Have we earnt it? I am not sure we have. I do no think we would be coming full circle to the corrupt, totalitarianism of global capitalism in the form of todays western government, Chinese communism, Russian and eastern European gangsterism or Muslim invincible ignorance, if we had really been living good lives.
When we remember the dead of the great wars and some after, the need is often to ask what they died for, a better question is whether they died in vain and and can we stop their deaths being in vain. Not by appeasement as happened after the first world war but in speaking truth to power. How can we reach those not living good lives, but lives of greed and avarice, who are happy for others to die for them as long as they and theirs can continue in what they have.

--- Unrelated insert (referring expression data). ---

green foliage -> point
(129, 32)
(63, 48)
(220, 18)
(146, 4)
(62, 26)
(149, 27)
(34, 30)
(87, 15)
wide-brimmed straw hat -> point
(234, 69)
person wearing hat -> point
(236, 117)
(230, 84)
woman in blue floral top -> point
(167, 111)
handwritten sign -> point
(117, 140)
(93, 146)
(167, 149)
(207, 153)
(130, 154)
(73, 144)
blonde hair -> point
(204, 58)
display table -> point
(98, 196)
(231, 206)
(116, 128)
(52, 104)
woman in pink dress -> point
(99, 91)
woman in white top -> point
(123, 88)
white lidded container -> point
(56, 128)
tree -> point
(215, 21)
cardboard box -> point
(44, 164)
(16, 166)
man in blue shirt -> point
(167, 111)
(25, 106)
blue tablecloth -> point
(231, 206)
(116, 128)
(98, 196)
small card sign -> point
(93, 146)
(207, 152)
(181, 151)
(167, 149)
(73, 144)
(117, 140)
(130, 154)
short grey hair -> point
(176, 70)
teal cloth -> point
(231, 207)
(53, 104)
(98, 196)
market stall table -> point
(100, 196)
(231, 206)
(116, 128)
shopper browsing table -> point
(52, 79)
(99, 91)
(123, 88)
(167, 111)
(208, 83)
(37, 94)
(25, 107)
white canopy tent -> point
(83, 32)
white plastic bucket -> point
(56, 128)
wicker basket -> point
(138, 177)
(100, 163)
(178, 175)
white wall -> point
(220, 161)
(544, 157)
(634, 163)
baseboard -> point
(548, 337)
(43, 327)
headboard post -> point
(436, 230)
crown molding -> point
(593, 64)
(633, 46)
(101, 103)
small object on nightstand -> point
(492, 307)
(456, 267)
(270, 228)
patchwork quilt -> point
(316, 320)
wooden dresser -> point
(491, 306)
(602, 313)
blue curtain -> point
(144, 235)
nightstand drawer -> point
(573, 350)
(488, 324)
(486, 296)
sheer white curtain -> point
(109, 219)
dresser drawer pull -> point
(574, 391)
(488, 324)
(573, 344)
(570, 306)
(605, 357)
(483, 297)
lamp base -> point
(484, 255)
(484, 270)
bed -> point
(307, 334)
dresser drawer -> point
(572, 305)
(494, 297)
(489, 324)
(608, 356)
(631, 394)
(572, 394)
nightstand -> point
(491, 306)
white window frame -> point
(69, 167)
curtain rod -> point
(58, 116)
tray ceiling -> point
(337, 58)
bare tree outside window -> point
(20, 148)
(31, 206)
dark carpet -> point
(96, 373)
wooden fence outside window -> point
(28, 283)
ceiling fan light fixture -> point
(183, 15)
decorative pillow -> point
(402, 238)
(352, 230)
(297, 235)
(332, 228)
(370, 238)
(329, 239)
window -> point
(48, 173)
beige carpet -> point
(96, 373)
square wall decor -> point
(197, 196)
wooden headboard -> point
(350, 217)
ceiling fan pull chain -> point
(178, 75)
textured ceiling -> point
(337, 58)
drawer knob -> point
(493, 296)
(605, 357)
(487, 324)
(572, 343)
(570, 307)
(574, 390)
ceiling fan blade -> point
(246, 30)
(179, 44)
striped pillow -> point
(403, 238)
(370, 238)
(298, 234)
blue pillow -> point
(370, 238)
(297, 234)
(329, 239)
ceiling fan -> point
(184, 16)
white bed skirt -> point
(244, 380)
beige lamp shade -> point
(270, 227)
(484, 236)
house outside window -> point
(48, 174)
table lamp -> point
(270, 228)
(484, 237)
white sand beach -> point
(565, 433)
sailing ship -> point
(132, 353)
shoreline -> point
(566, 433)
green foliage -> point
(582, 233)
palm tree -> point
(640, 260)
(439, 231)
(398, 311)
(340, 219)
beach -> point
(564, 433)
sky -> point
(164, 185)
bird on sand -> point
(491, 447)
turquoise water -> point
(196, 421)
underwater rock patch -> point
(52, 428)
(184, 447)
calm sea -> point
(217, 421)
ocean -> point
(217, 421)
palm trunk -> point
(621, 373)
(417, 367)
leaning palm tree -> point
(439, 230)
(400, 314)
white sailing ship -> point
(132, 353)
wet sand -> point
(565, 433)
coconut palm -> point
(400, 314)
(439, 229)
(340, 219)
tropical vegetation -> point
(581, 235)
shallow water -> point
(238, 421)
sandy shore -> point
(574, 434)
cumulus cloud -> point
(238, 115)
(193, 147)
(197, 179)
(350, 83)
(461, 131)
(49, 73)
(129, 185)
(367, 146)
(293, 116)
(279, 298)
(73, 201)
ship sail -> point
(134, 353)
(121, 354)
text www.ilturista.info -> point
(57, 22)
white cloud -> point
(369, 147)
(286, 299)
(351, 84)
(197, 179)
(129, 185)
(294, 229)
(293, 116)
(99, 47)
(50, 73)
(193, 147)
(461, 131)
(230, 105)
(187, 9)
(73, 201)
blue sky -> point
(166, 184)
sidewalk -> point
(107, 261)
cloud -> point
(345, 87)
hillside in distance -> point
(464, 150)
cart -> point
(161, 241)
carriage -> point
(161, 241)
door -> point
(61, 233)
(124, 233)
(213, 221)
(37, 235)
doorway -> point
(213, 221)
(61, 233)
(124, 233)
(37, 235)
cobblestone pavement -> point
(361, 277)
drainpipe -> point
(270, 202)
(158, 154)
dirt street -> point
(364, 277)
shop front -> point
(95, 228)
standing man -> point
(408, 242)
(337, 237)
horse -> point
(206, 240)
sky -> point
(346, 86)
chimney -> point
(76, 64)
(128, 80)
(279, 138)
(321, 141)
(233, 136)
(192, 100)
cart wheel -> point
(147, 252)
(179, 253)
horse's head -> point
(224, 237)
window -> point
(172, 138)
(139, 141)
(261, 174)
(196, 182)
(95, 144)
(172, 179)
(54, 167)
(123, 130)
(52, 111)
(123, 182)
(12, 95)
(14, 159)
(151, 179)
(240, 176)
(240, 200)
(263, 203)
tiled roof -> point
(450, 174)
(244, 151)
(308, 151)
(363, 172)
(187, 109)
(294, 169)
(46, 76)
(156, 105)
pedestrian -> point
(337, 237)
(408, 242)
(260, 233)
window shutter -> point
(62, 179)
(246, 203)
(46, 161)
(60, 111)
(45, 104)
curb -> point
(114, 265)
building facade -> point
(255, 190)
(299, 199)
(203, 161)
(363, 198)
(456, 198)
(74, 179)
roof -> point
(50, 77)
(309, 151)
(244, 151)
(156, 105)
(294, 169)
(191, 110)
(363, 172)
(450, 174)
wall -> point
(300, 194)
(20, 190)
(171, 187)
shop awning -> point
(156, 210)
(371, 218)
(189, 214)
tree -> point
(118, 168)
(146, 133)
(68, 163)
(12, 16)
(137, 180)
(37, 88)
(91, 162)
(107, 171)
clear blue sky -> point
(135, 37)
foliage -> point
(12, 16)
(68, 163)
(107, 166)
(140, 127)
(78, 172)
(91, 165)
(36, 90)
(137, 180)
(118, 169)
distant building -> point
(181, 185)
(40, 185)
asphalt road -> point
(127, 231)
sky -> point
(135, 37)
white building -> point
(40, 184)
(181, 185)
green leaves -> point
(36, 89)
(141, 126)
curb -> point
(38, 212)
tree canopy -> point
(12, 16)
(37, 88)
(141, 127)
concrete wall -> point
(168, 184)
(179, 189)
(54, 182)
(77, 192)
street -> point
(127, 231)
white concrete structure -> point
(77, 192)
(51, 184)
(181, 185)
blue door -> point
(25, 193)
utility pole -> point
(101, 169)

I would urge everyone today to remember the living not the dead and our responsibility to make those deaths worthy, rather than sordid, to remember that our lives, our freedoms, the few the we really own were bought with the lives of others.
In Phillip K Dicks, Nebula Award winning: The Man in the High Castle, a world where Germany and Japan win the war is described.

“The Man in the High Castle (Penguin Modern Classics)” (Philip K. Dick)
In many ways it is little different from the one we know, in fact the Japanese influence is seen as more civilising. The Germans when alluded to are mentioned in the same breath as something dreadful they have done in Africa for more lebensraum. It is a fantasy and we can not be proud of our work in Africa. My point here is that the murderous nature of Nazism knew no bounds and would have effected all non-aryan races, colours and creeds eventually. Muslims today also have to thank the dead of the great world wars for their continued existence and perhaps they too need to ask standing shoulder to shoulder with ourselves …have we earnt this?
As we turn full circle and see more camps and mass exterminations, and death by bullet and bomb, we might also have to ask was any of it worth, can war really bring peace, it if we do not give value in peace to the things people beleive they died for?